I'd say go with Go or Rust. Go is like Python (garbage collection) but compiled. Rust is kind of like C++ but not exactly. It does not have garbage collection or manual memory management but something called "ownership and borrowing". It's as fast as C++ or even faster and has a modern syntax. Though Rust is harder than Go since it is under the hood a systems programming language. If you want something faster than Python, Go is good. I specifically chose Rust over Go since I wanted performance and just wanted to try how it was. I'm still a beginner in Rust but I wrote a few projects at reasonable scale for my level. And also, Rust's error messages are extremely nice.
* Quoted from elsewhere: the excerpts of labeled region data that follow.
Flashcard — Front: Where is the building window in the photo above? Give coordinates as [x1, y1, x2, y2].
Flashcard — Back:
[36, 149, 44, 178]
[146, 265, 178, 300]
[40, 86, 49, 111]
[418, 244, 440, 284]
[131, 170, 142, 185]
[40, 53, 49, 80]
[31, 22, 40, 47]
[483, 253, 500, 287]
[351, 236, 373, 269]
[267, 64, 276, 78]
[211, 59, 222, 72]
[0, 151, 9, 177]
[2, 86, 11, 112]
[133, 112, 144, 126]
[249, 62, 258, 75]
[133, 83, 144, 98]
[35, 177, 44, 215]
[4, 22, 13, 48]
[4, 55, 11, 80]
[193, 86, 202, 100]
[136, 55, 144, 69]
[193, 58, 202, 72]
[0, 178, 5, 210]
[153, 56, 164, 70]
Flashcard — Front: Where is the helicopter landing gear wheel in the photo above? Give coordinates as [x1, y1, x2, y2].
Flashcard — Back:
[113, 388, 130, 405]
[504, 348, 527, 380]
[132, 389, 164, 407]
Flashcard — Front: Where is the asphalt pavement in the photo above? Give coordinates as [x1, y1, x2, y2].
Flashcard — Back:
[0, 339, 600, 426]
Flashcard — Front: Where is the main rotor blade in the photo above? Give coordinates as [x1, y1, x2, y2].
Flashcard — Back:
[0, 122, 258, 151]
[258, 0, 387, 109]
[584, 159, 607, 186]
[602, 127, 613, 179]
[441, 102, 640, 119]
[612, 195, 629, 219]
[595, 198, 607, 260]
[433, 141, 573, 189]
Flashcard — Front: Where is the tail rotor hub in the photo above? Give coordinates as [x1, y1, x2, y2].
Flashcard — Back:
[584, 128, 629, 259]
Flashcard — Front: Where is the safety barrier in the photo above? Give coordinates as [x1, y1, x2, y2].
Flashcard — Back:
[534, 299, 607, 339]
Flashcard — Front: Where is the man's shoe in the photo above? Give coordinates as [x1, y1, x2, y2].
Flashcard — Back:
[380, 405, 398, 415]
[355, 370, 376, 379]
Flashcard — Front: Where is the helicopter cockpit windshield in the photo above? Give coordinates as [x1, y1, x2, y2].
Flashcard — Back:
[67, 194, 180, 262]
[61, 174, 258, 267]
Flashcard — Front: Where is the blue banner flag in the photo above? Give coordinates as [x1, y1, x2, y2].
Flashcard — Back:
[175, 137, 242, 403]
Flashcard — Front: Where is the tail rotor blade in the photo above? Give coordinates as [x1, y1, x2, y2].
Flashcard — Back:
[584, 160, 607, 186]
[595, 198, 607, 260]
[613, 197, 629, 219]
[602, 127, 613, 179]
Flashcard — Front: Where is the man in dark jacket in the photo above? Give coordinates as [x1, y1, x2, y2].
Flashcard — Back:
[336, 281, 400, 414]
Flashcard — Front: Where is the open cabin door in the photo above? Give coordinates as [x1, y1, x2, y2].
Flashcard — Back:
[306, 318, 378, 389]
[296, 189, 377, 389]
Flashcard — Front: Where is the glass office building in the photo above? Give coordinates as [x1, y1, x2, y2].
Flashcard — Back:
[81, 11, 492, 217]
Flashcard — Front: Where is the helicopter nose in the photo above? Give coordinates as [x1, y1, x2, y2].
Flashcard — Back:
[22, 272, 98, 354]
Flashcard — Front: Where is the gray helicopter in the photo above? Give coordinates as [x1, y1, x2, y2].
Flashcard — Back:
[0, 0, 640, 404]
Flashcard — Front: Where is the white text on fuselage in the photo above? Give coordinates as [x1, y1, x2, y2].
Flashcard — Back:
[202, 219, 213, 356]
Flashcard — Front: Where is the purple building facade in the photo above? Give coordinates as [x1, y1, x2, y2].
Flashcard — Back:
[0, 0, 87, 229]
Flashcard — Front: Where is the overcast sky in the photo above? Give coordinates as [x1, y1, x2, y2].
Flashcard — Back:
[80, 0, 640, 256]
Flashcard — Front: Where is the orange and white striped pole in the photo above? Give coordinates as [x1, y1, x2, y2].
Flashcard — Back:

It really lives up to the memes.

To learn Rust: https://www.rust-lang.org/learn

To learn Go: https://go.dev/learn/

[–] BatmanAoD@programming.dev 3 points 8 months ago

Why not just stick with Python until there's a need to learn something else?

[–] Turun@feddit.de 1 points 8 months ago

No.

I have written rust for my research (one does not simply calculate 4 million data points in python), but just no.

My main code is still python, because it's just so much nicer to write and iterate on.

[–] Fal@yiffit.net 0 points 8 months ago (1 children)

Rust syntax is way closer to Python than go. Go's syntax is awful imo. It's like objective C

[–] Asudox@lemmy.world 0 points 8 months ago

Okay, my bad. Go's syntax sucks now that I take another look at it compared to Rust's.